Questo e molto altro era Ezio Vendrame, un uomo che, invitato a parlare in un club di tifosi, sorpreso e un po’ spaventato dall’eccessivo calore, li apostrofa così, ammutolendoli: “Innanzitutto vi ringrazio per tutto l’affetto che mi dimostrate, ma mi sembrate un po’ fuori di testa: io so soltanto tirare calci ad un pallone! Che cosa saranno mai queste partite di calcio? Inventatevi delle alternative domenicali. Andatevi a vedere un bel film, leggetevi un libro, oppure restate a casa e fatevi una bella scopata!

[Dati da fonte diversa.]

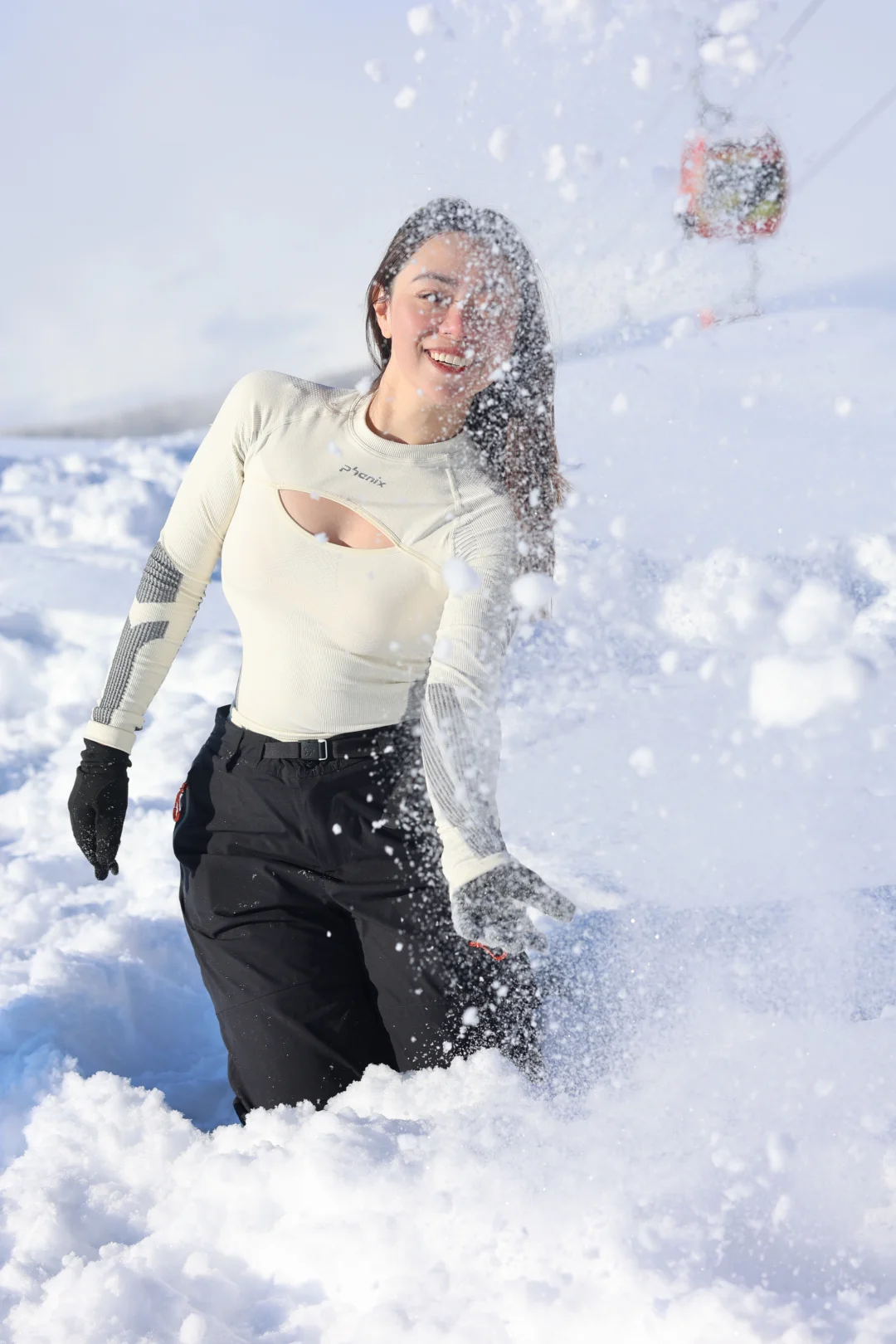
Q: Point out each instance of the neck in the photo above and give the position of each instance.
(399, 413)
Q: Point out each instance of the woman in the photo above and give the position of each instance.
(368, 544)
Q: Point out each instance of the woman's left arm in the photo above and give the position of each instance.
(461, 739)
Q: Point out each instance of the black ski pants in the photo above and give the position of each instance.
(320, 919)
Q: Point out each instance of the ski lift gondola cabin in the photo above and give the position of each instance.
(733, 186)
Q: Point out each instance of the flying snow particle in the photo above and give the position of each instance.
(641, 73)
(737, 17)
(785, 693)
(192, 1329)
(460, 577)
(533, 592)
(501, 143)
(586, 158)
(555, 163)
(713, 51)
(421, 19)
(680, 329)
(642, 762)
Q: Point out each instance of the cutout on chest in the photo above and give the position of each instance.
(332, 522)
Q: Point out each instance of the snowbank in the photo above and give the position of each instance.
(715, 1157)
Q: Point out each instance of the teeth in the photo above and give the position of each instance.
(451, 360)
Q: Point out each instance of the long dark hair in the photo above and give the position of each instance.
(512, 420)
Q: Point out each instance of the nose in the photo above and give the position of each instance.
(453, 321)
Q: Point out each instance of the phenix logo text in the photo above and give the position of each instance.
(363, 476)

Cazzo!, non possiamo vivere di solo calcio!”
Un uomo che, ospite in diretta alla Domenica sportiva, alla domanda di Gianni Minà su cosa ne pensasse del giornalismo sportivo, risponde che “uno come Biscardi lo guardo solo quando ho esagerato col baccalà e sento l’esigenza di vomitare”, e che alla ramanzina di Minà replica che era stato lui a cercarlo e che non si era sciroppato 400 chilometri “per fare il cane addomesticato”.
Un uomo che incontra per un’intervista Gianni Mura, dandogli appuntamento al cimitero di Casarsa, presso la tomba di Pasolini, e che quando Mura gli dice che Boniperti gli aveva confidato che, se Vendrame avesse avuto un’altra testa, avrebbe giocato in Nazionale, risponde: “Di’ a Boniperti che io in Nazionale ci gioco da sempre, perché da sempre ho fatto quel che cazzo volevo, senza mai concedere il telecomando della mia vita”. Un uomo che non si è mai preso sul serio, che diceva di sé: “Non avrei mai potuto privilegiare la testa a discapito del cuore”.
Si vedeva poco in giro, ultimamente, e a chi gli chiedeva il perché, rispondeva: “Se devo parlare con degli imbecilli, preferisco morire di solitudine”.
La sua autobiografia si conclude così: “Dino Campana. Una pazzia familiare, una melodia di carezze, un motivo in più per resistere”.
Adesso hai smesso di resistere: addio Ezio. Rimane il vuoto che hai lasciato, ma anche un grande insegnamento: siate voi stessi, sempre e comunque.